Le cinquième et dernier cargo automatique européen ATV s’est désarrimé samedi de la Station spatiale internationale (ISS), à laquelle il était accroché depuis six mois, à environ 400 km de la Terre, a annoncé l’Agence spatiale européenne (ESA).

L’ATV “Georges Lemaître” doit se désintégrer dimanche en rentrant dans l’atmosphère, au dessus d’une zone inhabitée du Pacifique sud.
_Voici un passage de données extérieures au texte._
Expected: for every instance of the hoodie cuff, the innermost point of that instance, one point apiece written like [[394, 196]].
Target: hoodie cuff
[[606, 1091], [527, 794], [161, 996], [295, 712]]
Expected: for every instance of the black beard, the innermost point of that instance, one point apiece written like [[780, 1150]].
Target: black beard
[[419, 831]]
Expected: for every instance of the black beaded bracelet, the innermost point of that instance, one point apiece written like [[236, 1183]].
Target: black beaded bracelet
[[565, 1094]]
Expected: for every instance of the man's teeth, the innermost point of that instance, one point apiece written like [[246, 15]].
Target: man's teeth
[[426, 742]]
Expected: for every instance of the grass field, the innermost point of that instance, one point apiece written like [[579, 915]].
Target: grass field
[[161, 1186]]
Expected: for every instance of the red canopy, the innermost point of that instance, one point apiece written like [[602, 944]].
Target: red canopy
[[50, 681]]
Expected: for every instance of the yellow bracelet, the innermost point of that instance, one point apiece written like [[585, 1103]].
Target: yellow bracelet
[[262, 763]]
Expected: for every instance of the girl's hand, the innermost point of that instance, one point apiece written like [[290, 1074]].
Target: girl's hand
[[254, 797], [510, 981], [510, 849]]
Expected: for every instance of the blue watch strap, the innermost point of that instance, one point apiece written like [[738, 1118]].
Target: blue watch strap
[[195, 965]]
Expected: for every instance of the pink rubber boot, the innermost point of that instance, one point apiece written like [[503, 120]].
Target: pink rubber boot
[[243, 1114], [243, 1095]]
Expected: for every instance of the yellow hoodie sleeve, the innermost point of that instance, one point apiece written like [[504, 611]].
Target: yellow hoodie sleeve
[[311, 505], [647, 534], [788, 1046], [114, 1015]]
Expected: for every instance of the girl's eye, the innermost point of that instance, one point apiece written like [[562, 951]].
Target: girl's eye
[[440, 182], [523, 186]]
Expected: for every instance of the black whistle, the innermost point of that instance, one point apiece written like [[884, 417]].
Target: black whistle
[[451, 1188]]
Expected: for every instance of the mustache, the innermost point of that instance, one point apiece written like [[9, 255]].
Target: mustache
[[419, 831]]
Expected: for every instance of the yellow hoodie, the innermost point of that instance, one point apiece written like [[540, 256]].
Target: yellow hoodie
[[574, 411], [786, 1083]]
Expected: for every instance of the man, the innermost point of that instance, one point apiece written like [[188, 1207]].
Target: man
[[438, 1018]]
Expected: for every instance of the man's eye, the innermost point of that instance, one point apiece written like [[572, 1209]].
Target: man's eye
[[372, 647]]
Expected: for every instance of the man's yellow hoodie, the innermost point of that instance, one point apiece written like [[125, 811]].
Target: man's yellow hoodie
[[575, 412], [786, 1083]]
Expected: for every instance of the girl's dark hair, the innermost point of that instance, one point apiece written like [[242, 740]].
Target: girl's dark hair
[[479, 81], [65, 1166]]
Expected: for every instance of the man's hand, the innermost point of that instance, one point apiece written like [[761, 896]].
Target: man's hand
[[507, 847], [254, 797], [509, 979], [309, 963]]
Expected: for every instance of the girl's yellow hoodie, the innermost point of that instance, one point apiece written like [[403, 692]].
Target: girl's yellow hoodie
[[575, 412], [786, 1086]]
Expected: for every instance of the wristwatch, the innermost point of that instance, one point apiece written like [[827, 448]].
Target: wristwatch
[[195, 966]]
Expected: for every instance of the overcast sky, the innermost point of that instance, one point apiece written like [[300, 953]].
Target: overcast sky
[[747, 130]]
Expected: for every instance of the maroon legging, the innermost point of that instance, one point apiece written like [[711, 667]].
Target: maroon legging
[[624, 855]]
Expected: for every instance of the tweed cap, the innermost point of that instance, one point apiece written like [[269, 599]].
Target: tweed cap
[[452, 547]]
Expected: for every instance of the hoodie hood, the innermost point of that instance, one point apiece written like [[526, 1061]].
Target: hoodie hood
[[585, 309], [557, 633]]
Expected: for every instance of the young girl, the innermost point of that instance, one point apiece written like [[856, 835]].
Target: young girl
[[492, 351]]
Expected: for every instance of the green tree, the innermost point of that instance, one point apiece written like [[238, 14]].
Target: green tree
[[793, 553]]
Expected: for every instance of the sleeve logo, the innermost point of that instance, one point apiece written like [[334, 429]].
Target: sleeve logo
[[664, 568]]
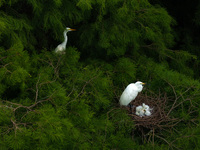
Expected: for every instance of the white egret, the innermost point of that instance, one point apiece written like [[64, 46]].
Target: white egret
[[147, 113], [145, 106], [130, 93], [61, 47]]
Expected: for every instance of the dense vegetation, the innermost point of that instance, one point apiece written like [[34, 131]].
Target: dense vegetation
[[51, 101]]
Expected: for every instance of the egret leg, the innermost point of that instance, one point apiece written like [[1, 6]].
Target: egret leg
[[131, 108]]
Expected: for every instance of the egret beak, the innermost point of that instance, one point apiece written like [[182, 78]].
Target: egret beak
[[72, 29]]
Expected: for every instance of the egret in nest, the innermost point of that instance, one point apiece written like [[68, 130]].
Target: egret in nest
[[130, 93], [143, 110], [61, 47]]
Cette opération marque la fin du programme ATV (Véhicule de transfert automatique) lancé il y a vingt ans et qui a permis à l’Europe de prouver sa maîtrise de l’amarrage totalement automatique.

“L’Europe peut être fière de cette réussite technologique”, a déclaré à l’AFP Dominique Siruguet, chef de mission adjoint de l’ATV5, présent au Centre spatial de Toulouse où était contrôlée l’opération de désarrimage.

La rentrée dans l’atmosphère de l’ATV-5 a été avancée de 12 jours car le cargo est confronté à une défaillance dans l’un de ses circuits d’alimentation électrique depuis la semaine dernière.

Au départ, il était prévu qu’il rentre le 27 février et qu’il teste une rentrée dans l’atmosphère avec un angle assez plat.

Le but recherché était de recueillir des données en vue de la préparation du retour de l’ISS et de sa désintégration qui pourraient intervenir aux alentours de 2024. Mais l’ESA a préféré ne pas prendre de risque et elle a annulé vendredi cette rentrée spéciale sur laquelle elle travaillait depuis plusieurs mois.

Lancé le 30 juillet 2014 par une fusée Ariane 5, l’ATV Georges Lemaître était arrivé le 12 août avec 6,6 tonnes de fret (eau potable, carburant, aliments, vêtements et matériel de recherche) pour ravitailler les astronautes de la station spatiale. Il est reparti chargé de 2,5 tonnes de déchets (pièces mécaniques, matériel dégradé ou en fin de vie, poubelles de l’équipage…) qui brûleront dans l’atmosphère.

L’ISS dispose d’autres sources de ravitaillement: le cargo russe Progress – l’un d’eux doit arriver très prochainement -, le Japonais HTV, les Américains Dragon (SpaceX) et Cygnus (Orbital Sciences). Mais ce dernier n’est pas disponible actuellement suite à l’explosion en octobre de la fusée Antares qui transportait un Cygnus.

Décidé lors de la Conférence européenne de Toulouse en 1995, le programme ATV a commencé le 9 mars 2008 avec le lancement du premier véhicule, le “Jules Verne”. L’ATV fait partie de la contribution européenne à l’exploitation de l’ISS et correspond au partage de ses coûts d’exploitation. En échange, les Européens peuvent faire voler des astronautes et conduire des expériences à son bord.

En mars 2011, le programme ATV a été limité à cinq exemplaires (au lieu de sept) “afin de laisser la place à d’autres programmes, toujours plus innovants, comme par exemple, Ariane 6”, selon Jean-Yves Le Gall, le président du CNES (Centre national d’études spatiales).

“II est particulièrement émouvant de voir se terminer ainsi une telle aventure”, a estimé M. Le Gall dans un communiqué.